Foto: Cern, Stefan Ulmer

Das Standardmodell der Elementarteilchenphysik ist jene große Theorie, die die Gesetze des Universums, dessen fundamentale Kräfte und die darin enthaltenen Teilchen zu erklären versucht. Das Modell soll gleichsam ein mathematisches Abbild der Realität sein. Von einer vollständigen Darstellung von allem was existiert, ist es freilich weit entfernt, zu groß und zu zahlreich sind die Löcher, die nach wie vor in dieser Theorie klaffen. Eines der größten ist etwa die Lücke, in die in Zukunft vielleicht einmal auch die Gravitation hineinpasst, denn noch lässt sie sich nicht mit dem Standardmodell vereinbaren.

Jenen kleinen Teil des Kosmos allerdings, den das Standardmodell zu beschreiben versucht, erklärt es recht schlüssig: Bisher konnte noch kein Experiment signifikante Ergebnisse vorweisen, die den Vorhersagen dieser Theorie widersprechen würden. Ein guter Grund also für die Physiker, mit diesem Modell zufrieden zu sein – sollte man meinen. Tatsächlich aber hat das Standardmodell, so wie es heute dasteht, hat vor allem einen großen Mangel: Es kann nicht erklären, warum die Materie im Kosmos überhaupt existiert.

Rekordmessung am Cern

Eigentlich sollten sich nämlich nach diesem Modell Materie und Antimaterie kurz nach dem Urknall gegenseitig ausgelöscht haben. Bei der Lösung dieses Rätsels spielen Experimente an Teilchenbeschleunigern bzw. Teilchenentschleunigern wie jenen am europäischen Kernforschungszentrum Cern bei Genf eine wichtige Rolle. Beispielsweise hoffte man beim Vergleich von Protonen und Antiprotonen auf Unterschiede zu stoßen, die das Ungleichgewicht im Kosmos erklären könnten. Bei dieser Suche ist Physikern am Cern nun eine Rekordmessung gelungen. Eine Lösung des Rätsels lieferte diese trotzdem nicht.

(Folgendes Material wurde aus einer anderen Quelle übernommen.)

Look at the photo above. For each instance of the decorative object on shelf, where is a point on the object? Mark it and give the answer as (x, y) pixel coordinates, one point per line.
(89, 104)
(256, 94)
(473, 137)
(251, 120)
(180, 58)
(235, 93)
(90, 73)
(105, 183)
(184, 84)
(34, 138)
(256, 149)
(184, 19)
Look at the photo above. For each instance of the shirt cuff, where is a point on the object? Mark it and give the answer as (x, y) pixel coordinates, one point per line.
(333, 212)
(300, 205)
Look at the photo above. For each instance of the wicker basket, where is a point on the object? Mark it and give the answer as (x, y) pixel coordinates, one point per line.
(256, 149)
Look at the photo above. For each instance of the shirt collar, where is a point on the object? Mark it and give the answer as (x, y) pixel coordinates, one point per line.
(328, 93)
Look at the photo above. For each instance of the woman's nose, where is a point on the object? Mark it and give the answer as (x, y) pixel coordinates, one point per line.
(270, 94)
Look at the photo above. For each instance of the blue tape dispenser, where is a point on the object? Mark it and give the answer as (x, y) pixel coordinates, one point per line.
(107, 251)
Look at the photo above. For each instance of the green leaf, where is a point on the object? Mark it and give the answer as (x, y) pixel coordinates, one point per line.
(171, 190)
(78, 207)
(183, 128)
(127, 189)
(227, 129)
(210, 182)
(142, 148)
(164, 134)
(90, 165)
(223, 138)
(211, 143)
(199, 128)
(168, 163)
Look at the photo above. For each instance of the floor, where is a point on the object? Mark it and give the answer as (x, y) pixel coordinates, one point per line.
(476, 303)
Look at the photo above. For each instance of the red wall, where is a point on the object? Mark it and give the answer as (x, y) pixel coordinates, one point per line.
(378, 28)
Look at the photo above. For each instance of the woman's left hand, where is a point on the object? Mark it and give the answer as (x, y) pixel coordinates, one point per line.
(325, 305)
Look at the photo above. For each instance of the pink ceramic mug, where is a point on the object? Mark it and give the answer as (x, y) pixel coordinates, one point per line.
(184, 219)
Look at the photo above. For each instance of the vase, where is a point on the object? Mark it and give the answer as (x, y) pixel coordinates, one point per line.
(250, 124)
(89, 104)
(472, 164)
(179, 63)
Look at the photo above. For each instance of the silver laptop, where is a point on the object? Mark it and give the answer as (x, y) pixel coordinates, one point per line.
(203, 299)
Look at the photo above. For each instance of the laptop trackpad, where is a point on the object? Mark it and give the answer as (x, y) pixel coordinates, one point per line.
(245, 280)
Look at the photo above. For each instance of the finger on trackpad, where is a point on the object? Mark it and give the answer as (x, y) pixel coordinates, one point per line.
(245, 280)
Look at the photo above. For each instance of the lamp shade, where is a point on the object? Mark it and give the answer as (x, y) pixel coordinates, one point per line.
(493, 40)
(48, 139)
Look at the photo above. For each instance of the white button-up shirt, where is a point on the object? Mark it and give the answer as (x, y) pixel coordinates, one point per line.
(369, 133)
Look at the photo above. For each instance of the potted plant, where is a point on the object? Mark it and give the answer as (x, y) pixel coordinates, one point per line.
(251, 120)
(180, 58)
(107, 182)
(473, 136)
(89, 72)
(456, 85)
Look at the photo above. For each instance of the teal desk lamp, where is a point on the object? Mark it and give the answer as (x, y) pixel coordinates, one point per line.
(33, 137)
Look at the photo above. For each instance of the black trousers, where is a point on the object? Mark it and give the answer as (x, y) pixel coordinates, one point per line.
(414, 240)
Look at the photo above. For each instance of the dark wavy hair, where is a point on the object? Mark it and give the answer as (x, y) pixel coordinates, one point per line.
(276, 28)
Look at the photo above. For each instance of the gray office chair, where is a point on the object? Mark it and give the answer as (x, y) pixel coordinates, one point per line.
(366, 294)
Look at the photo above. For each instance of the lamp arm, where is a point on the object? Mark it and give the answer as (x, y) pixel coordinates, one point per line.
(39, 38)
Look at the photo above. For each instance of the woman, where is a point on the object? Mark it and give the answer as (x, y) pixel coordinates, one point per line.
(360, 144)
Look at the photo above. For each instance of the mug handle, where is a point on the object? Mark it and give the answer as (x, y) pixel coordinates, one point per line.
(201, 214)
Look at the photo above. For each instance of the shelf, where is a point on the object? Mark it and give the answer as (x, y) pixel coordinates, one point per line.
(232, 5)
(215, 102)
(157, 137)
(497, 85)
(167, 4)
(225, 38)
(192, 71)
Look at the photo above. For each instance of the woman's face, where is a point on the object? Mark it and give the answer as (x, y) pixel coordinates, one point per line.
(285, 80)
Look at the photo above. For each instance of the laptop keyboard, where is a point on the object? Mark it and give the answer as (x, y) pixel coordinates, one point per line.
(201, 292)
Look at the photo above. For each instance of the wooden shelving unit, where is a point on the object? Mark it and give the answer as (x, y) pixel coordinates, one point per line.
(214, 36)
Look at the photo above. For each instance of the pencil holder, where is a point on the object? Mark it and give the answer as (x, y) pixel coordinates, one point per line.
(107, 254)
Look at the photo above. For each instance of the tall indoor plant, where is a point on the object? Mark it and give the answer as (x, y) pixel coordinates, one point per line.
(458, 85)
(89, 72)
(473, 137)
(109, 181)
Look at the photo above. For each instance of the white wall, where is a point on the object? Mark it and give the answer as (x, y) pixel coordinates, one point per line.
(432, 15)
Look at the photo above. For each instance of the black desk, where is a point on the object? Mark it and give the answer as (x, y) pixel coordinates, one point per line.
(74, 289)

Video: Das BASE-Experiment in der Antimateriafabrik am Cern.
CERN

Die Hoffnung auf eine Erklärung dafür, warum Materie und Antimaterie sich beim Urknall nicht gegenseitig ausgelöscht haben, hat sich vorerst zerschlagen, wie Stefan Ulmer und seine Kollegen im Fachjournal "Nature" berichten. Der Physiker ist Gründer des Baryon-Antibaryon-Symmetrie-Experiments (BASE) am Cern. "Wir haben keinen Unterschied zwischen Protonen und Antiprotonen gefunden, der die Existenz von Materie im Universum erklären könnte", sagte Ulmer. Bei der Messung verglichen die Physiker die Massen von Protonen und Antiprotonen auf 11 Stellen nach dem Komma. Nicht auszuschließen sei, dass Unterschiede auf noch mikroskopischerem und noch nicht messbarem Level bestehen, sagte Ulmer.

Der Ursprung unserer Existenz

"Im Kern geht es um die Frage nach dem Ursprung unserer Existenz", sagte Ulmer. "Wenn wir die Urknalltheorie und das Standardmodell der Teilchenphysik vereinigen, gibt es eigentlich keinen Grund, warum das Universum entstehen sollte." Denn Materie und Antimaterie müssten sich gegenseitig auslöschen. Verbildlicht: Wenn ein Proton und ein Antiproton in einer Box geschüttelt würden, bliebe nichts übrig. "Das müsste auch beim Urknall passiert sein – ist es aber nicht, denn wir existieren ja", sagt Ulmer. "Die Frage "warum existieren wir?" kann die moderne Physik noch nicht beantworten."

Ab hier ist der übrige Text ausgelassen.